Troubles in paradise

The Cayman Islands are the latest British-linked tax haven to face financial pressures that could leave London to pick up the final bill, writes Michael Peel .

UK-connected offshore centres from the Channel Island of Jersey to the Caribbean territory of Anguilla have been grappling with how to fill holes in their public finances.

The problems - often microcosms of the battles that big economies are facing with ballooning budget deficits during the economic downturn - highlight how troubles in paradise islands are an increasing problem for Westminster as well.

The argument over whether Cayman will have to introduce income and sales taxes for the first time has echoes of a debate in Jersey in 2007.

The Channel island contentiously put in place a 3 per cent sales tax last year, in what ministers said was an essential measure to make up a shortfall in government revenues of between £80m and £100m.
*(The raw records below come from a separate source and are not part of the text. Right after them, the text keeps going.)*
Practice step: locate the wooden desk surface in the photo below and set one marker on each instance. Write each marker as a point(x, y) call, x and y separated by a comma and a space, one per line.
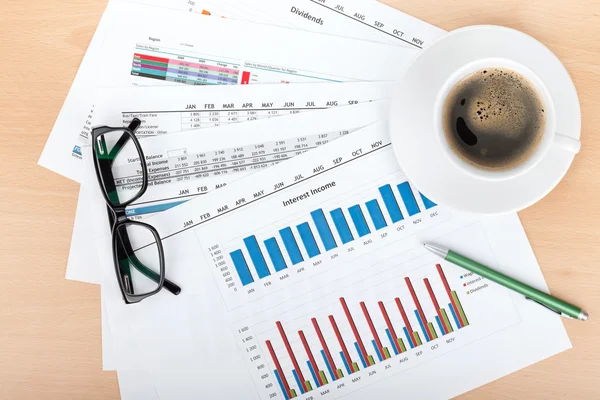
point(50, 339)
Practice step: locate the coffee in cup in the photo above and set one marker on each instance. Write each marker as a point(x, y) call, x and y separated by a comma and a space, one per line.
point(494, 119)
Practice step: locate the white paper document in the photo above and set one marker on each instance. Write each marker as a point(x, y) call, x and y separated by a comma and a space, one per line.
point(187, 165)
point(359, 19)
point(309, 279)
point(168, 47)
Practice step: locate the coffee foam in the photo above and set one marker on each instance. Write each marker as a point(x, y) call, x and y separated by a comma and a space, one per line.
point(503, 114)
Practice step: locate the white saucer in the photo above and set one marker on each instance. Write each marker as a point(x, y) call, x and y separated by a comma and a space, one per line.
point(412, 121)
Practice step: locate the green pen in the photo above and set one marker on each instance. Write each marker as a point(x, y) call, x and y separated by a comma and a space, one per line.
point(560, 307)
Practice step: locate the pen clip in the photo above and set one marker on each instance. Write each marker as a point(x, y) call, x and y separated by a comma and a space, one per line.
point(549, 308)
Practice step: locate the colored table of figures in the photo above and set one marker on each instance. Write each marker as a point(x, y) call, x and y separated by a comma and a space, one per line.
point(186, 69)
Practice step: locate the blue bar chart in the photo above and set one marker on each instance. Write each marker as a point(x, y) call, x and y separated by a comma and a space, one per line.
point(325, 230)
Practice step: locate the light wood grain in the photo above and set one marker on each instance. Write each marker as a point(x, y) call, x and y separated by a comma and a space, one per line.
point(50, 339)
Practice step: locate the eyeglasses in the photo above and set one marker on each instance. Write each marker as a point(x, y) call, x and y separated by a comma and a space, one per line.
point(141, 273)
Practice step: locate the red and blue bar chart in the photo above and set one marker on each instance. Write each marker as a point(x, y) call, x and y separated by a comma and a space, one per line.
point(296, 244)
point(317, 366)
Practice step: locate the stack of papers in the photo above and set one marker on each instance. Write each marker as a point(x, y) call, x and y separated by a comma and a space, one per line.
point(284, 216)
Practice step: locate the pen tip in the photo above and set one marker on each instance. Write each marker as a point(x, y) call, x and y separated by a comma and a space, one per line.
point(440, 251)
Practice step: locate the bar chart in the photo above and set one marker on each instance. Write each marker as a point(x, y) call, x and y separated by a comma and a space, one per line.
point(324, 231)
point(351, 336)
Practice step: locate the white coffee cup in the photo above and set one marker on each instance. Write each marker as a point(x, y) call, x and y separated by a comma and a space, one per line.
point(549, 137)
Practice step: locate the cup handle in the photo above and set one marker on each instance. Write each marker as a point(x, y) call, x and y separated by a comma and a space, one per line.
point(567, 143)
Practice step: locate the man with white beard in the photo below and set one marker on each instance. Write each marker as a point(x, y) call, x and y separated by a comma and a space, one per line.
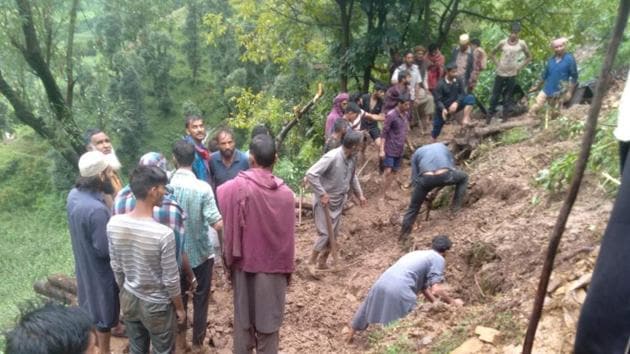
point(96, 139)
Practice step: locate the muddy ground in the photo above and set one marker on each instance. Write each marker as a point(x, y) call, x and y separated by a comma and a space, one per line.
point(500, 238)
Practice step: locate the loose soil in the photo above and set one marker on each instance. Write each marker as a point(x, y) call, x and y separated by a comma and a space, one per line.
point(500, 238)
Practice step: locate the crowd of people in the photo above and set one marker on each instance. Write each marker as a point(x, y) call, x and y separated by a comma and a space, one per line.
point(143, 250)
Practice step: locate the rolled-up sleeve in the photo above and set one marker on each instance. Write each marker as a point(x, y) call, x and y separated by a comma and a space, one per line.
point(316, 171)
point(170, 271)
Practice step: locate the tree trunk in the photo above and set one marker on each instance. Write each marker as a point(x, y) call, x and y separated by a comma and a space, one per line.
point(345, 9)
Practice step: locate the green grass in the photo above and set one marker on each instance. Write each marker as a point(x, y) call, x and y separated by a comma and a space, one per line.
point(34, 239)
point(33, 244)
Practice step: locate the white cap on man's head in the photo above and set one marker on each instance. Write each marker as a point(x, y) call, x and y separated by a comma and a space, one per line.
point(92, 163)
point(464, 39)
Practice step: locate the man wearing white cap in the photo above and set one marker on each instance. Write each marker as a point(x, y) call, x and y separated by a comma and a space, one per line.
point(559, 77)
point(463, 58)
point(87, 220)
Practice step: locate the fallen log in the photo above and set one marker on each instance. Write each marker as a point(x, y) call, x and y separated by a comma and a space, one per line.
point(464, 142)
point(63, 282)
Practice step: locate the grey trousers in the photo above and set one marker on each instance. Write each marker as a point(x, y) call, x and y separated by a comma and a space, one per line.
point(147, 324)
point(259, 300)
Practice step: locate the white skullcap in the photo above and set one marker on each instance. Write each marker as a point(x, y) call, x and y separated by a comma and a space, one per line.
point(92, 163)
point(464, 39)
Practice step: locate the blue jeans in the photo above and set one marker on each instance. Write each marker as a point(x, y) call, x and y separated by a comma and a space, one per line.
point(424, 184)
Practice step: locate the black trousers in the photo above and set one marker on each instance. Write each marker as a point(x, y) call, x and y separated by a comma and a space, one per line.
point(203, 274)
point(502, 91)
point(424, 185)
point(604, 325)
While Jersey's status as a Crown dependency means it is independent of the Westminster parliament, overseas territories such as Cayman are technically British possessions and thus a potential financial liability for the Treasury.
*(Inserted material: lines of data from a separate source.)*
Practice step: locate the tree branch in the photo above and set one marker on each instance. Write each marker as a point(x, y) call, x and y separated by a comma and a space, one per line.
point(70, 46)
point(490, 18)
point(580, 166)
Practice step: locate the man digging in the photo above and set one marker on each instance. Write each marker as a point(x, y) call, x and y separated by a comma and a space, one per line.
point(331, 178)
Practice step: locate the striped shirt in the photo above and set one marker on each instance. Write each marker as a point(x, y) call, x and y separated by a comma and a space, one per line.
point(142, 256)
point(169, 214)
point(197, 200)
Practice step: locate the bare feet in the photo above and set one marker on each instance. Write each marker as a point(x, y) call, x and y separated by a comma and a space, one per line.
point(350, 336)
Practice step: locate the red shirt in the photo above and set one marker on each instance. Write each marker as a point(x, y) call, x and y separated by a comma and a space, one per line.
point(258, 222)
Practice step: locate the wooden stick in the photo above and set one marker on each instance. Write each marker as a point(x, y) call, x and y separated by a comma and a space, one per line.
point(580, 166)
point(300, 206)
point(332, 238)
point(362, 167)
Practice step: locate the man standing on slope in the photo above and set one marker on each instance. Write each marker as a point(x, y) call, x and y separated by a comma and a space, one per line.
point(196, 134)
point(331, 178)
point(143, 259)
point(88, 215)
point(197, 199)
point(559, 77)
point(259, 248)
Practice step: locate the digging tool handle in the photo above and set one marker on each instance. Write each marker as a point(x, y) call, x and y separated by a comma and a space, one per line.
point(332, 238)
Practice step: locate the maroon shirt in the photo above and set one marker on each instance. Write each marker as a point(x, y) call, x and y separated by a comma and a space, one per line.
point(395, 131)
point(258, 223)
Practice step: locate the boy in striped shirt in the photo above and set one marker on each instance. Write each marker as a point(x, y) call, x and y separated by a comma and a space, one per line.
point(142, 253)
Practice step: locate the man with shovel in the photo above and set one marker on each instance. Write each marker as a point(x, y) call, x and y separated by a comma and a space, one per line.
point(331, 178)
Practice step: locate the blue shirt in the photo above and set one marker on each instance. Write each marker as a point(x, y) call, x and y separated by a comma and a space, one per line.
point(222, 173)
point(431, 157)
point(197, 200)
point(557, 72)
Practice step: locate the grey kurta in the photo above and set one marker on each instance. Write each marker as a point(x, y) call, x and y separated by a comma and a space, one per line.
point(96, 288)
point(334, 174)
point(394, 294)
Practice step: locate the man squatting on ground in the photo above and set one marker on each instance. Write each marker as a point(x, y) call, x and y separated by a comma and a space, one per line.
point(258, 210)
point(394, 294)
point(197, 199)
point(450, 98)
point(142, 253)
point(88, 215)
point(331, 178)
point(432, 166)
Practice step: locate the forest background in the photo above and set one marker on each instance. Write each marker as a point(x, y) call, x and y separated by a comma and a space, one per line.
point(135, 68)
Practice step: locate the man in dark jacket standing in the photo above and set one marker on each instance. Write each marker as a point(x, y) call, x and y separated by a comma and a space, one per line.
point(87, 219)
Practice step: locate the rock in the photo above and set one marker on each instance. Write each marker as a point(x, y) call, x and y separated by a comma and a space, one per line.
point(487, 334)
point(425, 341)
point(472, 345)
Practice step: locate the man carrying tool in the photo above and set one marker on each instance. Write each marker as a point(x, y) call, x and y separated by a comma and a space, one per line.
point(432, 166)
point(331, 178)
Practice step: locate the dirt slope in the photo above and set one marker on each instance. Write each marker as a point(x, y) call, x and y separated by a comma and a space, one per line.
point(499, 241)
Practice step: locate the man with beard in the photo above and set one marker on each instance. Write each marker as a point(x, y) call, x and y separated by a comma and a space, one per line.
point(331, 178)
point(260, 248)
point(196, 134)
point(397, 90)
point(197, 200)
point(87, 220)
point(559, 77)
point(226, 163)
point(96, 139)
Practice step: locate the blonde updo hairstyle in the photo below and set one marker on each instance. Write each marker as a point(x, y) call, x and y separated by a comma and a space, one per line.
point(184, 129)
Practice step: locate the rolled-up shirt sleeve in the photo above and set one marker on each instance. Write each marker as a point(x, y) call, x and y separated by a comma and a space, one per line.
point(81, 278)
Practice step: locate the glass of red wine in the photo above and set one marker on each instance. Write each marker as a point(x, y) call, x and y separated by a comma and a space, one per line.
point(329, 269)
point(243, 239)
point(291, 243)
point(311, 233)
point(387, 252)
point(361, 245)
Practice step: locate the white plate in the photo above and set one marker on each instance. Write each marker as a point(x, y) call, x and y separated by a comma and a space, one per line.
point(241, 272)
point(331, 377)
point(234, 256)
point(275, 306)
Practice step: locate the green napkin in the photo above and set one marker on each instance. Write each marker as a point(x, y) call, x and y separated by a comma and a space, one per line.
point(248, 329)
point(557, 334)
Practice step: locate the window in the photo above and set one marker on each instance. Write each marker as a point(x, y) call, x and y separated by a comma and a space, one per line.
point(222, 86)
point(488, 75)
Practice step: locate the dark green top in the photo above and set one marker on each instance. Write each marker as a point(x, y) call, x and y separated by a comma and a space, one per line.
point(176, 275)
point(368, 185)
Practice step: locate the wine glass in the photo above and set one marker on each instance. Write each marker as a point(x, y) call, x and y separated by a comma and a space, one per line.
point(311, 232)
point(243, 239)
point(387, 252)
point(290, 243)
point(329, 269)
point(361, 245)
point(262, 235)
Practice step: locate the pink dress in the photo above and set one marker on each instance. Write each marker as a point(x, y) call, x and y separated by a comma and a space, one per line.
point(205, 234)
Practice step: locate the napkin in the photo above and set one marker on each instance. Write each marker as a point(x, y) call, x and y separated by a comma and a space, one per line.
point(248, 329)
Britain is already picking up the tab for a political takeover last month of the Caribbean overseas territory of the Turks and Caicos Islands, where the constitution has been suspended for up to two years over allegations of widespread corruption.

The Foreign Office said it has also sent a Cayman-style warning about the health of the public finances of Anguilla, a tiny Caribbean offshore financial centre most famous as a holiday playground for celebrities.